And a career too? I was even more curious.

She gave me one of her crooked smiles. "Of course!" she said. "But, I'd like to do what you did with me, if I'm able. I'd like to stay home with them for the first 5 years of their lives."

I pointed out, that with five children, that was um...let's see...25 years maybe?

She grinned sheepishly. "Well, obviously, I haven't thought this out well. Or maybe the key is to marry someone who can stay home while I work."

We didn't speak further of it. The future, I have found, is a tricky thing. I never saw myself as a single parent at 41. But, there I was. I never saw myself as a parent period. I NEVER wanted children or marriage when I was Liv's age. I wanted to teach high school English and be a spinster who devoted herself to books, to coming home from teaching school and treating myself to jam on bread and Emily Dickinson and William Shakespeare's sonnets, sitting with my legs tucked up under me while I sat on a soft leather sofa and drank tea with my bread and paused to look out the window now and then.
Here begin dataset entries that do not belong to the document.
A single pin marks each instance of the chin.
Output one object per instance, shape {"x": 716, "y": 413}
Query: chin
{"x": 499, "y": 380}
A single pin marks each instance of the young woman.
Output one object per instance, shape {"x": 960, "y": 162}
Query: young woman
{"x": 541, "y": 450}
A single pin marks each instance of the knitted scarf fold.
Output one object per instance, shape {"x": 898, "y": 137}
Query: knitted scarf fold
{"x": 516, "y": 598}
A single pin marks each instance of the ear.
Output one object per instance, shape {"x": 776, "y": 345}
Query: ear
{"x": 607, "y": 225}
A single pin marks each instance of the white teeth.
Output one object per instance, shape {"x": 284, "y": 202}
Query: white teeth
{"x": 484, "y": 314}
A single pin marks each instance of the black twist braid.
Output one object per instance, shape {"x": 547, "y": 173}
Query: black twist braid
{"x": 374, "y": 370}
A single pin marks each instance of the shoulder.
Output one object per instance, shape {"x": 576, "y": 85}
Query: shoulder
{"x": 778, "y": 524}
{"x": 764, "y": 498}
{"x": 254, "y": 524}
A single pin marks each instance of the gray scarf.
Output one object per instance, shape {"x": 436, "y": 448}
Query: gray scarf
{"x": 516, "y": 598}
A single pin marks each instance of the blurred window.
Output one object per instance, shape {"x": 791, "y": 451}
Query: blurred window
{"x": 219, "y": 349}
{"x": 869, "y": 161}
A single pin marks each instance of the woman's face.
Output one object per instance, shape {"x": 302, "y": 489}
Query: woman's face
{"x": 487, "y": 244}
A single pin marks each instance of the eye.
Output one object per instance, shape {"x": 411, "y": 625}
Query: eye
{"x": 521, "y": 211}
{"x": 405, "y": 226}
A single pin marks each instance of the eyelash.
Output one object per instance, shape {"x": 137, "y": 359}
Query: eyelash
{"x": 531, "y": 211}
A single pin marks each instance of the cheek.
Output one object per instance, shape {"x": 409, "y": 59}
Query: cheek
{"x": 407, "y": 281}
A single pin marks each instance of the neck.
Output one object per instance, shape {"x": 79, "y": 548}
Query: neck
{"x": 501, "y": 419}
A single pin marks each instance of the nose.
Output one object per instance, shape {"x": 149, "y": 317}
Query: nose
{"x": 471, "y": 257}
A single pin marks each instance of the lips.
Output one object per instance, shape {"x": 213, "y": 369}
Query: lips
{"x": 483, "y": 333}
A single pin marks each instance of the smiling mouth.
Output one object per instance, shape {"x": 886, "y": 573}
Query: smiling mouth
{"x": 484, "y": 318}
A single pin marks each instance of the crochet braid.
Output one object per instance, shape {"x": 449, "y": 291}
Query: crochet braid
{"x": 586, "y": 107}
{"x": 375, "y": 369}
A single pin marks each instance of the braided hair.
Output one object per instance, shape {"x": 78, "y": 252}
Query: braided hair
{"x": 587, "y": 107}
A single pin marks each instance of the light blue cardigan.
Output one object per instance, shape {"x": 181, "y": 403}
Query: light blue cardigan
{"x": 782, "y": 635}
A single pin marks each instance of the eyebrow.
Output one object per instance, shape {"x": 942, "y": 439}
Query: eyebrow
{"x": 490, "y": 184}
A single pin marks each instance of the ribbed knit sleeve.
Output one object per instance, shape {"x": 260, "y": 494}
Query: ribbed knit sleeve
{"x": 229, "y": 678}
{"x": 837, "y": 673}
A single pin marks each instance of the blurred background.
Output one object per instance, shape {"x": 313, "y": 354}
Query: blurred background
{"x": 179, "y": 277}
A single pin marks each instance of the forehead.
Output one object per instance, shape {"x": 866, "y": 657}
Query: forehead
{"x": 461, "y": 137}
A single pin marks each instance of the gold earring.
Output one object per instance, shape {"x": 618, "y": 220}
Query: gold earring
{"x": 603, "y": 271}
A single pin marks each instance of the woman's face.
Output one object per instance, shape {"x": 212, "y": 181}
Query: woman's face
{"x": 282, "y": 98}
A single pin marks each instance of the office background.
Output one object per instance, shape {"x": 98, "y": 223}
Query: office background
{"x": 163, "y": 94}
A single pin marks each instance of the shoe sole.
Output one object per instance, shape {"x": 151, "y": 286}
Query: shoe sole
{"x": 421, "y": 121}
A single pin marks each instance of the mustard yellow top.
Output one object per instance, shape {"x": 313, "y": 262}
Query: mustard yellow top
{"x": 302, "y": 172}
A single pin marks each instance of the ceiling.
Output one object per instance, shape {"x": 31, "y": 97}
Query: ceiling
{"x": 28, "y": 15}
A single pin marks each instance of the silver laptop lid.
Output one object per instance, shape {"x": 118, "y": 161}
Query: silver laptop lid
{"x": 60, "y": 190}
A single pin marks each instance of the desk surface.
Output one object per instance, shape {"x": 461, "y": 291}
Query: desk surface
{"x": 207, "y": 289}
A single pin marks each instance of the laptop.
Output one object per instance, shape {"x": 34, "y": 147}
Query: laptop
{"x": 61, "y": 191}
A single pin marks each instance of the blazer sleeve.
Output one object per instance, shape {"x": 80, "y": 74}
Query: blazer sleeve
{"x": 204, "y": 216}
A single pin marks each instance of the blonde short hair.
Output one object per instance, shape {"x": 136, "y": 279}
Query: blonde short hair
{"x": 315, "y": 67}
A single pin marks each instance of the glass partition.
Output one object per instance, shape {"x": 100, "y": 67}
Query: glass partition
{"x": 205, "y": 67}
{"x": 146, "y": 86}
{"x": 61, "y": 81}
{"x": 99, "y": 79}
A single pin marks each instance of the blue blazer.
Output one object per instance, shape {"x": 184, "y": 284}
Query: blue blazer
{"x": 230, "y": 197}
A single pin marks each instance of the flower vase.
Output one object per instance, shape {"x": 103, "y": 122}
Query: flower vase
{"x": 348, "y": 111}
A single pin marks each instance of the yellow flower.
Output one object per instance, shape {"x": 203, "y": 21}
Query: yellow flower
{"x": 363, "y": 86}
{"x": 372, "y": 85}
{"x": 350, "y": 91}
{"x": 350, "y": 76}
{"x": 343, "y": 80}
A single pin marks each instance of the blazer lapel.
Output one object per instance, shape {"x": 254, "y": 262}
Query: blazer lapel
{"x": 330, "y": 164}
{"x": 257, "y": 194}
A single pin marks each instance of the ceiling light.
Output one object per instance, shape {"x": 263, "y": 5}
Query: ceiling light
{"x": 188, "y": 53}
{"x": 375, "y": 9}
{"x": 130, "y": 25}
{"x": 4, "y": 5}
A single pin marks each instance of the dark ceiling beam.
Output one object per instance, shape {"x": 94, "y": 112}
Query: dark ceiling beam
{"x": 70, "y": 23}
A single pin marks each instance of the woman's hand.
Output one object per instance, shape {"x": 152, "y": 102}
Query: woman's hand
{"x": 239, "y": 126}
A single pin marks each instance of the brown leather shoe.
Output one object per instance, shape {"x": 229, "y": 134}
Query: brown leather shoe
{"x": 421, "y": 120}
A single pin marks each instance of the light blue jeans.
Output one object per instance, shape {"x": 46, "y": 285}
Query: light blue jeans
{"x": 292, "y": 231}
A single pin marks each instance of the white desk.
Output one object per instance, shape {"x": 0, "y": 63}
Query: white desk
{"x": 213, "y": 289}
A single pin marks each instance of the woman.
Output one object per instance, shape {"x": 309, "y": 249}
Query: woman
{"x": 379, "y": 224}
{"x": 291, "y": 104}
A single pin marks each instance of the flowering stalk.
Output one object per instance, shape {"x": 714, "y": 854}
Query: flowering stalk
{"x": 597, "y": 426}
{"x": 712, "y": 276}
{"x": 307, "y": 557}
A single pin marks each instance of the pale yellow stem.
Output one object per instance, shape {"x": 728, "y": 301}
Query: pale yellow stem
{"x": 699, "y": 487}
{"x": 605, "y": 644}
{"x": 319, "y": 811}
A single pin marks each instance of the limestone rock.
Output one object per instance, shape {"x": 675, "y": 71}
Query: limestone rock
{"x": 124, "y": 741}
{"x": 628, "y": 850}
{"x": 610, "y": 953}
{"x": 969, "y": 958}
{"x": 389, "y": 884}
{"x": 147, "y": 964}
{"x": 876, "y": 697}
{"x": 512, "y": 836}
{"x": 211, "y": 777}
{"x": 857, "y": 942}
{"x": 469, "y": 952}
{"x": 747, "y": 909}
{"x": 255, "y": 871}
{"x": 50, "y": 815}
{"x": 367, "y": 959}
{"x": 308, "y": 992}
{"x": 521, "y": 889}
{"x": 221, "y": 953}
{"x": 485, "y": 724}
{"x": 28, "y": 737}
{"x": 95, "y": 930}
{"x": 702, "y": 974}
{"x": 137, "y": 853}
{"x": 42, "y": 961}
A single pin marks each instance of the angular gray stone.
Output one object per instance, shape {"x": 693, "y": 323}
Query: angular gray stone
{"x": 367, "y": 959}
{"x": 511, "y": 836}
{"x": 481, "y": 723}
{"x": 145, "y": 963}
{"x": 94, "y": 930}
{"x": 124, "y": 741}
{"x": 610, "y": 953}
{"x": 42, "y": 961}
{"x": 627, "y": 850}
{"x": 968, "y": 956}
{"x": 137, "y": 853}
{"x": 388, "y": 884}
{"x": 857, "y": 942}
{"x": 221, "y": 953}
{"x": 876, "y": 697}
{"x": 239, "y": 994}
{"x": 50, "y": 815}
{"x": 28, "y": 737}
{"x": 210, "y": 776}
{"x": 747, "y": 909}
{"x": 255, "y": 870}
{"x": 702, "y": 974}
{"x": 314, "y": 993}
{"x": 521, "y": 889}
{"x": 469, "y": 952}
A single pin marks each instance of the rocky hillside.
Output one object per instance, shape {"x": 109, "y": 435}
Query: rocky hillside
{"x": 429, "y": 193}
As I said, the future is tricky.

But, now the garden is taken care of and we have lovely shining jars of produce on the pantry shelves in the basement and it smells delicious down there with the racks of drying herbs.

I felt productive all day.

It was a productive week, in fact. On Monday, our new translator started. His name is Fernando and he is....interesting.

I'm still not sure if we did the right thing in hiring him, but we shall see. He's in his late 50's and used to work for a law firm that specialized in immigration cases. He translated for them. He was married for 30 years to a lovely Irish girl named Irene. They had met when he came to America from Mexico and she was his English teacher. Within a year, they were married. She worked in the same building that our office is in, taught English as a second language. This Summer she died of leukemia. Fernando decided that he had no taste for his job anymore, wanted to be in the same building where his Irene had worked. So, he went to see if he could get hired on at her place of employment. No, they weren't hiring, they told him. But, there was an office on the fourth floor that they heard was looking for an interpreter....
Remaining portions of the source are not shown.